Building Blocks

This lesson explains the fundamentals of Airflow, including DAG, DAG runs, tasks, and task instances.



Relationship between DAGs, DAG runs, tasks and task instances


Directed Acyclic Graph (DAG)

Workflows are defined using DAGs, short for Directed Acyclic Graphs, that are composed of tasks to be executed and their associated dependencies. For instance, the relationship among three tasks—A, B, and C—can be expressed using a DAG. We can say, “Execute B only after A has executed, but C can be independently executed at any time.” We can also specify other constraints, such as timeout for a task, number of retries to perform for a failing task, when to start a task, etc. Note: a DAG defines how to execute the tasks (constraints and dependencies), but it doesn’t say what a particular task will do. A DAG can be specified by instantiating an object of the airflow.models.dag.DAG class as follows:

dag = DAG('Example1',
          schedule_interval='@once',
          start_date=days_ago(1),)

The DAG above will appear in the web server UI as “Example1” and will run once.

Operator

The DAG defines the workflow, and the operators define the work. An operator is a template or class for performing a specific task. When instantiated in Python code, an operator is called a task. All operators are derived from BaseOperator and acquire much of their functionality through inheritance. Operators exist for several common tasks such as:

  • BashOperator
  • EmailOperator
  • PythonOperator
  • MySqlOperator

As the names imply, the operators above can be used to define actions to perform in bash, Python, email, or MySQL.
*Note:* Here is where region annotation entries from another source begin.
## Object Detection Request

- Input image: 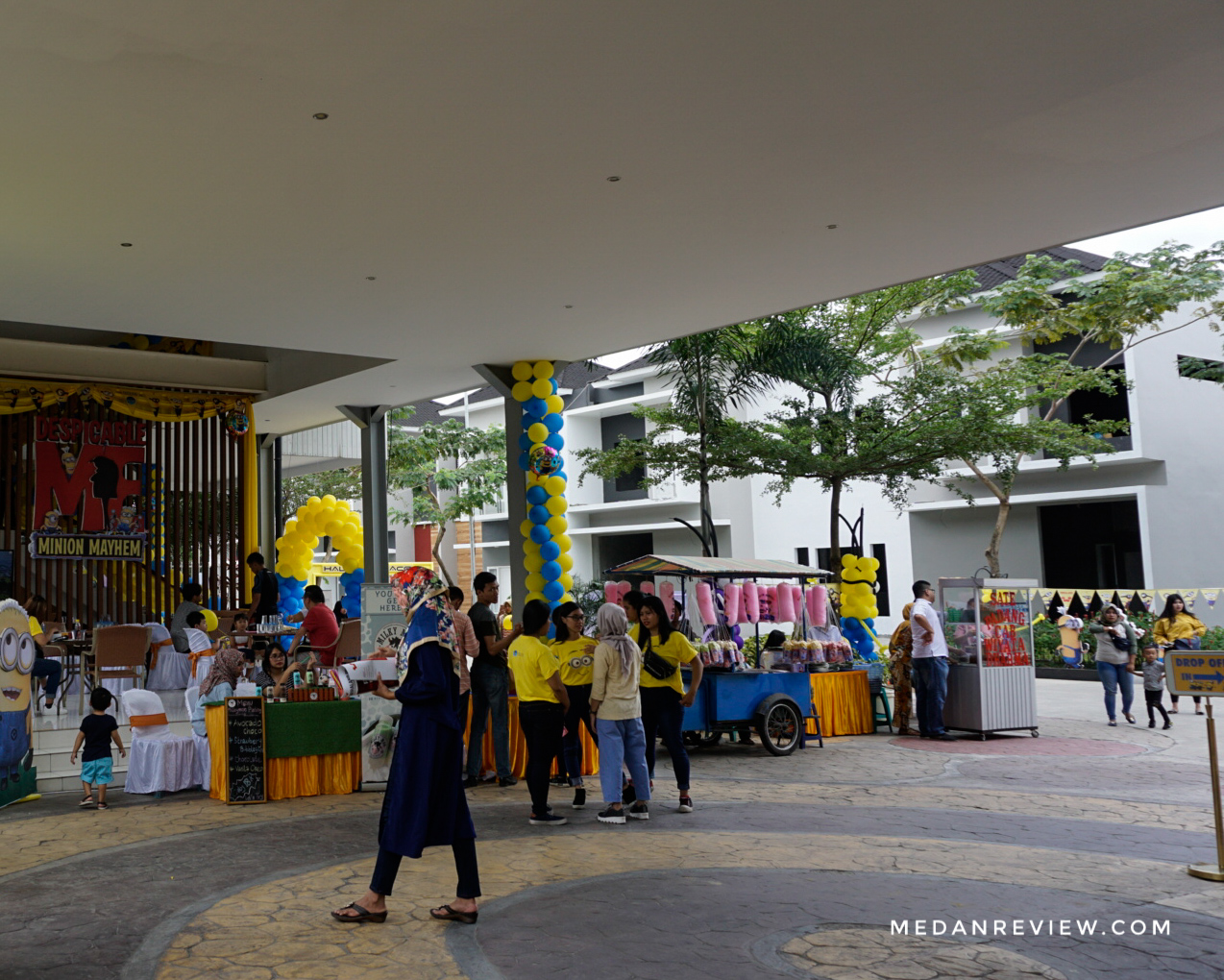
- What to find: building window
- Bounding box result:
[600,413,649,502]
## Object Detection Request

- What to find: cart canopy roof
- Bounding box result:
[603,554,832,578]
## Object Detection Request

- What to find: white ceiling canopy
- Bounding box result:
[0,0,1224,432]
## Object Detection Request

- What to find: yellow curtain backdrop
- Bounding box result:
[463,698,600,779]
[807,671,875,735]
[0,378,251,422]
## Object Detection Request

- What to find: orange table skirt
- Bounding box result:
[205,704,361,802]
[807,671,875,735]
[463,698,600,779]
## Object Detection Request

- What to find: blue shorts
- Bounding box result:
[81,755,115,786]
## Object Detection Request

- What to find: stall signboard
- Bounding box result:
[225,698,267,802]
[30,416,149,561]
[1164,649,1224,698]
[361,582,407,656]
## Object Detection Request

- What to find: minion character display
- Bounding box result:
[0,600,37,806]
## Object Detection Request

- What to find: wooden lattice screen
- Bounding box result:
[0,398,246,624]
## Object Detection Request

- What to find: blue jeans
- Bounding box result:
[911,657,947,735]
[1097,661,1135,722]
[468,661,513,779]
[595,718,649,805]
[30,657,63,701]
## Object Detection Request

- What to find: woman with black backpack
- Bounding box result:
[1089,602,1136,725]
[638,596,702,814]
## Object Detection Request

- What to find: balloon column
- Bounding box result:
[841,554,880,661]
[510,361,575,609]
[276,493,366,617]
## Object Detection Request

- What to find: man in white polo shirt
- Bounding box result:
[910,578,957,742]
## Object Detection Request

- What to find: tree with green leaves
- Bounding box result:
[281,466,361,524]
[575,324,772,555]
[942,242,1224,576]
[387,412,505,585]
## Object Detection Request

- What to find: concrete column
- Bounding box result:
[336,404,392,582]
[257,435,281,568]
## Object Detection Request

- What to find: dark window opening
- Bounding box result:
[1037,500,1143,590]
[600,413,649,502]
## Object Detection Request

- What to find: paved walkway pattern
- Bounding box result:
[0,681,1224,980]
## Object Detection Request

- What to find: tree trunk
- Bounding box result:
[986,501,1011,578]
[828,479,841,582]
[430,524,457,585]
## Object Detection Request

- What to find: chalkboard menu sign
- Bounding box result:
[225,698,267,802]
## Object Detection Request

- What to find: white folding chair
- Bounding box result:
[120,689,198,796]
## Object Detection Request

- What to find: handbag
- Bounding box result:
[642,636,675,680]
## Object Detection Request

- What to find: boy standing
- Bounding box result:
[68,688,127,810]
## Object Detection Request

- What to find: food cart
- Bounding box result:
[939,578,1040,740]
[604,554,830,755]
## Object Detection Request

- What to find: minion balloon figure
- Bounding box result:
[0,600,37,806]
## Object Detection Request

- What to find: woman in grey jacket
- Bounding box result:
[1089,602,1138,725]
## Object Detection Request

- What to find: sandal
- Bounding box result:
[331,902,387,922]
[429,905,479,925]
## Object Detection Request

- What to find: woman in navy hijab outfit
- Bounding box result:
[331,567,479,925]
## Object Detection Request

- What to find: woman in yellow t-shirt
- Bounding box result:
[638,596,702,814]
[552,602,598,810]
[23,596,63,710]
[1152,592,1207,715]
[508,600,569,827]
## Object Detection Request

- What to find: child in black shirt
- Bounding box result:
[68,688,127,810]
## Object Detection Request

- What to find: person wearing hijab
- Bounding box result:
[191,648,246,735]
[331,565,479,925]
[889,602,918,735]
[591,602,649,823]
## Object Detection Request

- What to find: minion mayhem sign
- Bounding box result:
[30,416,148,561]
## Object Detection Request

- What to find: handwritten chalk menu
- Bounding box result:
[225,698,267,802]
There are three main types of operators, as described here:

  1. Operators that perform an action or request another system to perform an action.

  2. Operators that transfer data from one system to another.

  3. Operators that run until a certain condition or criteria are met, e.g., a particular file lands in HDFS or S3, a Hive partition gets created, or a specific time of the day is reached. These special kinds of operators are also known as sensors and can allow part of your DAG to wait on some external system. All sensor operators derive from the BaseSensorOperator class.

Task

A task is an instantiation of an operator and can be thought of as a unit of work and is represented as a node in a DAG. A task can be as trivial as executing a bash date command or as complex as running a remote job on a Hadoop cluster.

Task instance

A task instance represents an actual run of a task. Task instances belong to DAG runs, have an associated execution_date, and are instantiable, runnable entities. Task instances go through various states, such as “running,” “success,” “failed,” “skipped,” “retry,” etc. Each task instance (and task) has a life cycle through which it moves from one state to another.

DAG run

A DAG, when executed, is called a DAG run. If you have a DAG that is scheduled to run every hour, then each instantiation of the DAG constitutes a DAG run. There could be multiple DAG runs associated with a DAG running at the same time.

Execution date

Say you create a DAG and want to run it immediately. The physical date for the DAG run is now, but the DAG is also associated with a logical date of execution, which can be, confusingly, in the past. Airflow was developed as a solution for ETL (Extract Transform Load) needs. In the ETL world, one typically summarizes data. So, if you want to summarize data for 2020-02-19, you would do it at midnight GMT on 2020-02-20, which would be right after all data for 2020-02-19 becomes available. The DAG run performing the ETL would have an execution date of 2020-02-19 even though the actual run is made on 2020-02-20. We’ll examine this concept further when working with examples.

Relationships

Airflow excels at defining complex relationships between different tasks. For instance, we can specify that task t1 occurs before task t2 as follows:

t2.set_upstream(t1)

Or equivalently,

t1.set_downstream(t2)

With the same relationship but different syntax,

t1 >> t2

Or equivalently,

t2 << t1

All of the above four statements define the same relationship between tasks t1 and t2, i.e., t2 executes only after t1 has executed.